How has this decline come about and what does the future hold for the shopping mall? As we here have grown to accept the loss of the stand-alone cinema, American anthropologists and economists will spend time over the next few years analysing the disappearance of these landmarks, as society grapples with the change.

The shopping mall, a modern American term (shopping centre is the preferred term for Europe and South America) for a complex of buildings which form a complex of shops representing various merchandisers, evolved after World War II with the housing boom and became a standard fixture of suburban sprawl.

As late as the mid-1990s, malls were still being constructed at the rate of 140 per year in America. By the turn of the century, there was a noticeable decline in the state of health of the malls, which were typically anchored by major retail chains, as vacancy rates for retail space began to increase. With the recession in 2007, there was a marked increase as vacancy rates in malls, and the nadir of forty percent, which is considered to be the “dying” stage, started to show up on the computer screens of mall owners.  By 2014, twenty percent of all malls in the USA had the disturbing vacancy rate of ten percent. Analysts figured the landscape had become over-retailed. Meanwhile, it’s neighbour to the north, Canada, albeit with a much smaller population, had only built two malls since 1992.

The major retailers have experienced massive drops in sales in the last two years and have been forced to close the doors of hundreds of their outlets, most notably in the shopping malls. Nine merchandisers have filed for bankruptcy so far in 2017, as many as 2016. Major retail players such as JC Penney, Sears and Payless have not escaped this declining situation. So what really is responsible for this?

The instant answer is of course online shopping. In the last seven years, the online retailer Amazon’s revenues have risen to $80 trillion as compared to Sears’ $22 trillion, as more than 50% of American households tap into the services of the online giant. Coupled with this is the growth of online services offered by several new players in the apparel field, who only operate in the online world, and thanks to modern technology are easy and cheap to use, dovetailed with generous return policies, have created havoc for their brick and mortar competitors.

As e-commerce continues to expand rapidly, marketers are quicker to adapt to their new customers and are constantly providing new experiences for their individually targeted buyers. Although, at present, shoppers still enjoy visiting stores and experience of touching, seeing and smelling merchandise the new generation is developing an entirely new set of shopping habits to their parents.

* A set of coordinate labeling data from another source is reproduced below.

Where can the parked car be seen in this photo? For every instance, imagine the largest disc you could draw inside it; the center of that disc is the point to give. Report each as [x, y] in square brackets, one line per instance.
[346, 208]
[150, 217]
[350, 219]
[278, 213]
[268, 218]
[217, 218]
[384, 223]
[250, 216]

Secondly, researchers have found that there has been a significant shift in consumer habits with the younger generation moving away from purchasing apparel and furniture to spending their hard earned cash on entertainment, air travel and accommodation and fitness related activities. The millennials are more likely to spend more in bars and restaurants than at the grocery store.

Lastly, America simply built too many malls, and as industries declined or simply folded as was the case in the Mid-West, lots towns centred on one or two industries, quite simply collapsed as the vast majority of the population moved away, leaving the shopping malls to become ghost buildings

The future of the mall as we know it today is anyone’s guess as the retail industry continues to evolve. One e-commerce analyst predicts that 25% of America’s shopping malls will no longer exist in 2022.